Assessment of Pre-Trained Models Across Languages and Grammars
Alberto Mu\~noz-Ortiz, David Vilares, Carlos G\'omez-Rodr\'iguez

TL;DR
This paper evaluates how multilingual large language models learn syntax across different languages and grammatical structures, revealing insights into their encoding of syntactic information and the impact of pretraining data.
Contribution
It introduces a sequence labeling approach for parsing and systematically assesses multiple LLMs on diverse syntactic treebanks across languages.
Findings
Framework is consistent across encodings
Pre-trained vectors do not favor constituency over dependency syntax
Sub-word tokenization is essential for syntax representation
Abstract
We present an approach for assessing how multilingual large language models (LLMs) learn syntax in terms of multi-formalism syntactic structures. We aim to recover constituent and dependency structures by casting parsing as sequence labeling. To do so, we select a few LLMs and study them on 13 diverse UD treebanks for dependency parsing and 10 treebanks for constituent parsing.
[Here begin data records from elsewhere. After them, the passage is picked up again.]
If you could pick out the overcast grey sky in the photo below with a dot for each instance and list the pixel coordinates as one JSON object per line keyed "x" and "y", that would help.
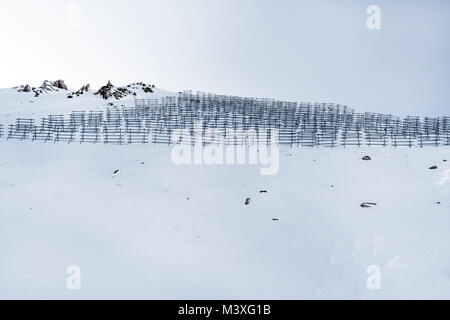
{"x": 288, "y": 49}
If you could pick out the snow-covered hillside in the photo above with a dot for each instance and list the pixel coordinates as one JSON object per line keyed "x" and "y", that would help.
{"x": 140, "y": 226}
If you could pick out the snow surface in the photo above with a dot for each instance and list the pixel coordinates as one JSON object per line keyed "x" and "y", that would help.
{"x": 156, "y": 230}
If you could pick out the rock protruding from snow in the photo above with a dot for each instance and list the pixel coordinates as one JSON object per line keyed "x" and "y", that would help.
{"x": 80, "y": 92}
{"x": 47, "y": 86}
{"x": 110, "y": 91}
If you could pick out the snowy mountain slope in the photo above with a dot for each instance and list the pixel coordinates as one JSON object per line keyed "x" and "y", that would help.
{"x": 14, "y": 104}
{"x": 157, "y": 230}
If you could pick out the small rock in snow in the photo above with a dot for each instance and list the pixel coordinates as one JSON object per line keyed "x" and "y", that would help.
{"x": 368, "y": 205}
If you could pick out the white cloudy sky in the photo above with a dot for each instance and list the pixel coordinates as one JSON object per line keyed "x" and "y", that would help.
{"x": 287, "y": 49}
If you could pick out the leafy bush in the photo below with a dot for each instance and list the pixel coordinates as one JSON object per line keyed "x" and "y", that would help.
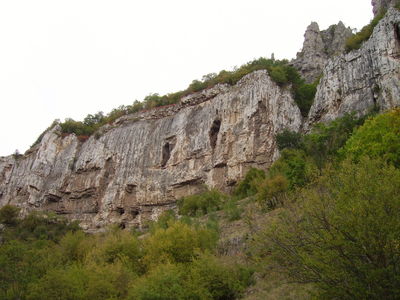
{"x": 232, "y": 210}
{"x": 201, "y": 204}
{"x": 206, "y": 278}
{"x": 217, "y": 280}
{"x": 296, "y": 166}
{"x": 165, "y": 282}
{"x": 272, "y": 191}
{"x": 9, "y": 215}
{"x": 247, "y": 186}
{"x": 343, "y": 233}
{"x": 289, "y": 139}
{"x": 355, "y": 41}
{"x": 378, "y": 137}
{"x": 179, "y": 243}
{"x": 325, "y": 140}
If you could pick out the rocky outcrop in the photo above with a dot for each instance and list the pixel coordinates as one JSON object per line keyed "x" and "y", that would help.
{"x": 364, "y": 78}
{"x": 318, "y": 47}
{"x": 132, "y": 170}
{"x": 381, "y": 5}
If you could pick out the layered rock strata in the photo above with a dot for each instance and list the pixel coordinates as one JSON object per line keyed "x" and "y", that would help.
{"x": 318, "y": 47}
{"x": 130, "y": 172}
{"x": 362, "y": 79}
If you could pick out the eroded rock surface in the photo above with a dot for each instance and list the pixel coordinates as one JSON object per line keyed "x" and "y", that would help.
{"x": 381, "y": 5}
{"x": 318, "y": 47}
{"x": 140, "y": 166}
{"x": 134, "y": 169}
{"x": 364, "y": 78}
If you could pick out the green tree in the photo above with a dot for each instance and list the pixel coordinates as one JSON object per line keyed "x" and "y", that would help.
{"x": 343, "y": 234}
{"x": 378, "y": 137}
{"x": 9, "y": 215}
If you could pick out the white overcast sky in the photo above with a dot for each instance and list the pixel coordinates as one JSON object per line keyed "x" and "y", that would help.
{"x": 62, "y": 59}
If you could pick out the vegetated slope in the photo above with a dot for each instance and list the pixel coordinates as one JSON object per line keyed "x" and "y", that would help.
{"x": 324, "y": 220}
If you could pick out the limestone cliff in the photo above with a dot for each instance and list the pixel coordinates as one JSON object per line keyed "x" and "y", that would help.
{"x": 364, "y": 78}
{"x": 133, "y": 169}
{"x": 381, "y": 5}
{"x": 141, "y": 165}
{"x": 318, "y": 47}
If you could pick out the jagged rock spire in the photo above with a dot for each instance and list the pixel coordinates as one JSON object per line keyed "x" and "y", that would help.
{"x": 379, "y": 5}
{"x": 318, "y": 47}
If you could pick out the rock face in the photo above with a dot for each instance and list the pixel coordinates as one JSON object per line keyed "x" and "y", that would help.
{"x": 140, "y": 166}
{"x": 132, "y": 170}
{"x": 362, "y": 79}
{"x": 381, "y": 5}
{"x": 318, "y": 47}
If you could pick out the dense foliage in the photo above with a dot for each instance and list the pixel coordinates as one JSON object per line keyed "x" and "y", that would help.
{"x": 379, "y": 137}
{"x": 279, "y": 70}
{"x": 333, "y": 226}
{"x": 343, "y": 233}
{"x": 340, "y": 228}
{"x": 44, "y": 257}
{"x": 202, "y": 203}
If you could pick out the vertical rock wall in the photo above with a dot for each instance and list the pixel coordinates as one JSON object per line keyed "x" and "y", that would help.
{"x": 140, "y": 166}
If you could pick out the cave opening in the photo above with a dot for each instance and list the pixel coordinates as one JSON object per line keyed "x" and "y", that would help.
{"x": 214, "y": 130}
{"x": 166, "y": 153}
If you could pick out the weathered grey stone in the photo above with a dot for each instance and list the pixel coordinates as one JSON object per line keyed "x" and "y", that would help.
{"x": 381, "y": 5}
{"x": 132, "y": 171}
{"x": 318, "y": 47}
{"x": 137, "y": 167}
{"x": 364, "y": 78}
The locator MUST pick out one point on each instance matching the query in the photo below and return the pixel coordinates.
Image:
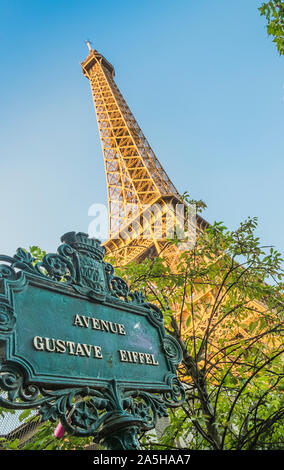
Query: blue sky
(202, 78)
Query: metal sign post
(81, 348)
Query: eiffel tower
(136, 180)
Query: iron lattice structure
(136, 180)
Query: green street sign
(77, 345)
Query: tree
(224, 305)
(274, 13)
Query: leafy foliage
(274, 14)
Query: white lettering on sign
(69, 347)
(97, 324)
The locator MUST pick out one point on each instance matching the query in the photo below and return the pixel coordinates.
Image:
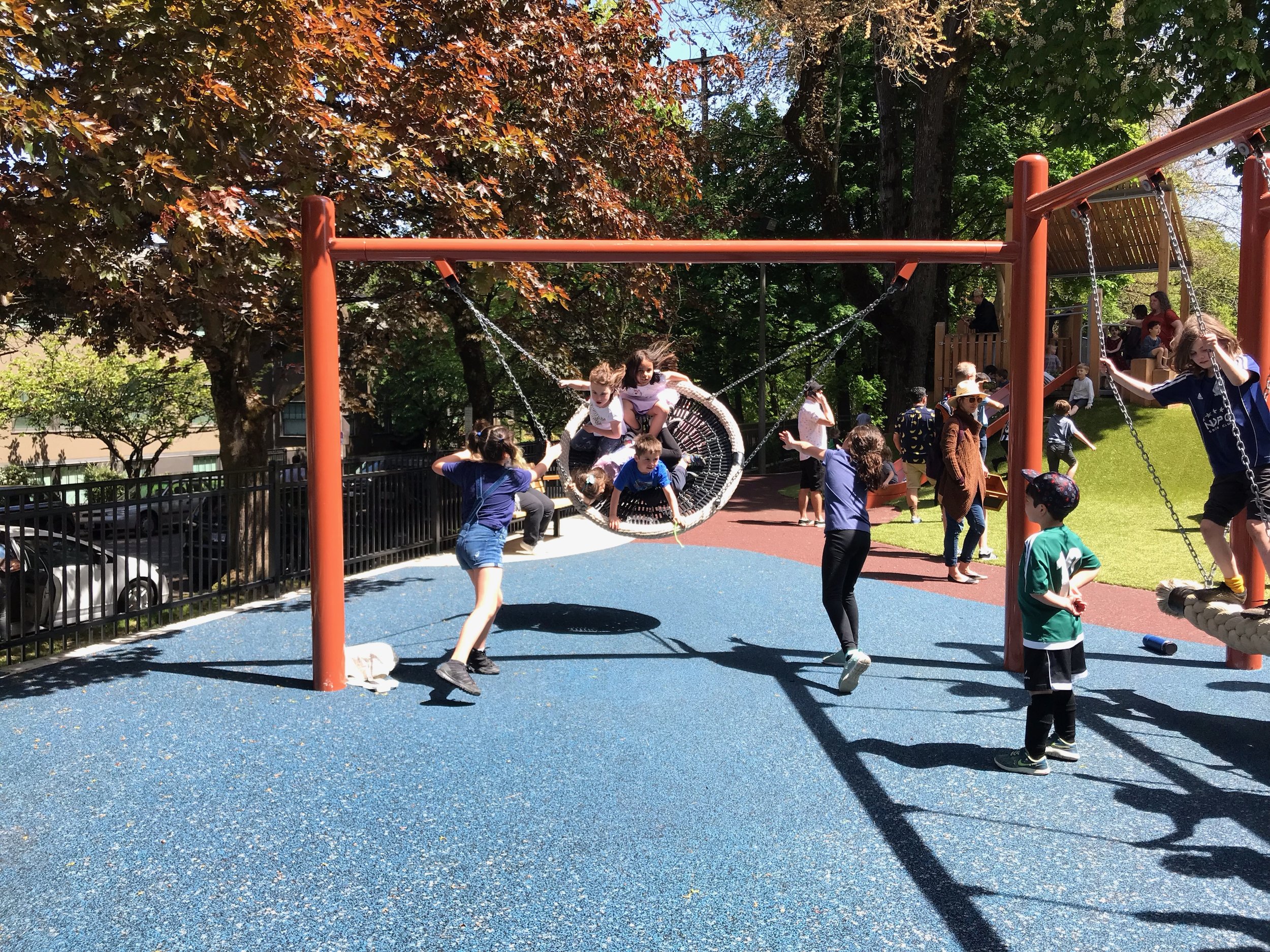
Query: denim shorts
(481, 547)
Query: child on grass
(1204, 362)
(1083, 387)
(1056, 567)
(489, 485)
(1060, 432)
(608, 420)
(646, 473)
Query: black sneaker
(456, 673)
(1220, 593)
(479, 663)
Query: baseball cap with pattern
(1057, 493)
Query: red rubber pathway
(760, 519)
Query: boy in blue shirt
(1055, 568)
(648, 473)
(1204, 362)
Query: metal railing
(90, 562)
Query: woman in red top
(1170, 324)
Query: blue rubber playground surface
(662, 765)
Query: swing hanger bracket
(1253, 143)
(905, 270)
(448, 272)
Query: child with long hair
(489, 483)
(647, 387)
(849, 475)
(606, 423)
(1205, 361)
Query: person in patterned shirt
(916, 431)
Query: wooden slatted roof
(1126, 224)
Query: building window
(294, 420)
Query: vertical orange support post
(326, 468)
(1255, 341)
(1027, 384)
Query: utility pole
(703, 64)
(763, 359)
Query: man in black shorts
(814, 418)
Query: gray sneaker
(1058, 749)
(856, 664)
(456, 673)
(481, 663)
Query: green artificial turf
(1122, 516)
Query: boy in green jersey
(1055, 568)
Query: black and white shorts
(1056, 669)
(1230, 494)
(813, 475)
(1058, 453)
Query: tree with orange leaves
(159, 154)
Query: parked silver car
(51, 579)
(166, 511)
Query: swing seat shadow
(565, 618)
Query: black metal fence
(89, 562)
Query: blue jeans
(953, 532)
(481, 547)
(604, 446)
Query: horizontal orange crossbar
(672, 252)
(1233, 122)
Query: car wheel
(138, 597)
(149, 526)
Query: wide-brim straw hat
(969, 387)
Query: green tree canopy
(136, 404)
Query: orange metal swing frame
(1027, 254)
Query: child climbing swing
(1203, 358)
(849, 475)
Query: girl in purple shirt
(849, 475)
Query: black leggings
(539, 511)
(1056, 710)
(845, 552)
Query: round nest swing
(702, 425)
(1223, 621)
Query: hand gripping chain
(1084, 215)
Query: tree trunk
(243, 420)
(471, 356)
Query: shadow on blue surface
(563, 618)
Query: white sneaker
(858, 663)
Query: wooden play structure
(1035, 209)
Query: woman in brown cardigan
(962, 485)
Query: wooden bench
(560, 504)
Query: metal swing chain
(854, 320)
(492, 329)
(1203, 329)
(487, 325)
(798, 348)
(1124, 410)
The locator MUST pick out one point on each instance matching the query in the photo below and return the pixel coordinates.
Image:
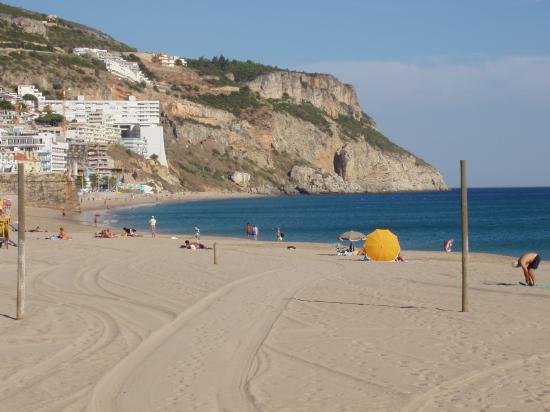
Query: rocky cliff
(322, 90)
(229, 125)
(307, 134)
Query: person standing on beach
(153, 226)
(529, 262)
(448, 245)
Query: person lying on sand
(529, 262)
(106, 234)
(193, 245)
(37, 229)
(130, 232)
(62, 235)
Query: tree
(5, 105)
(93, 180)
(52, 119)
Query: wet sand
(138, 324)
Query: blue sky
(446, 79)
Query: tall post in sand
(465, 247)
(215, 253)
(21, 242)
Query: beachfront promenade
(135, 324)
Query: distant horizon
(438, 90)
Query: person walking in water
(529, 262)
(153, 226)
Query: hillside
(282, 131)
(20, 28)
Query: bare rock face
(322, 90)
(241, 179)
(377, 171)
(309, 180)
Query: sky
(445, 79)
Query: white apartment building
(123, 112)
(10, 117)
(99, 128)
(51, 153)
(167, 60)
(22, 90)
(114, 64)
(8, 96)
(137, 120)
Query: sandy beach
(137, 324)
Our results show that: (i) the framework is consistent across encodings, (ii) pre-trained word vectors do not favor constituency representations of syntax over dependencies, (iii) sub-word tokenization is needed to represent syntax, in contrast to character-based models, and (iv) occurrence of a language in the pretraining data is more important than the amount of task data when recovering syntax from the word vectors.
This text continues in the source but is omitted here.